Give the publicist a medal for managing more than a sentence about an extremely vacuous socialite. I laughed until my stomach hurt when I read the bit asserting that her career is "on the up and up" – on which planet? She’s so shallow, she makes Paris Hilton look like Germaine Greer. Suffice it to say, the programme itself has no entertainment value. I can’t even file it under ‘so bad it’s good’. It’s just a Jurassic-sized pile of dinosaur doings. Why Kimberly Stewart? There are any number of equally talentless, empty-headed zelebs on this side of the Atlantic – start with yer average WAG.
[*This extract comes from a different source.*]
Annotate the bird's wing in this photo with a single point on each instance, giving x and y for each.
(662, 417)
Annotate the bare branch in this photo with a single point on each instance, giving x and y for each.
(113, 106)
However, this show does confirm one thing for me; Living is easily home to the most stoooooooopid, pointless, nonsensical reality TV shows in the UK. Don’t believe me? Dirty Cows (Tara Palmer-Tomkinson hosts as 10 city girls compete to bag ‘a hunky farmer looking for love’). Pete’s PA (what does Pete Burns need a PA for?). Jade’s PA (what did Jade Goody need a PA for?). Jade’s Salon. To The Manor Bowen (camp interior designer Laurence Llewelyn-Bowen moves his family to the jungle – yawn). Dirty Dancing: The Time of Your Life (think Simon Cowell’s Grease Is The Word, but with a focus on dancing…and lower viewing figures). I could go on, but you’d lose your will to live. Don’t get me wrong, there is some good stuff on Living – but they do showcase the worst of reality TV. And as for Ms Kimberly Stewart? As Living has kindly taken the time and trouble to remind us that her career is "on the up and up", I’ll look out for a respectable write-up. I’ll also ensure that I don’t hold my breath…
Today I am mostly lovin’ – Anyone watching The Flight Of The Conchords on BBC Four? Their songs are absolutely genious.
Today I am mostly hatin’ – Is it just me, or was Happy Birthday Bafta, on the whole, toe-curling television? There were some good bits but…oh dear.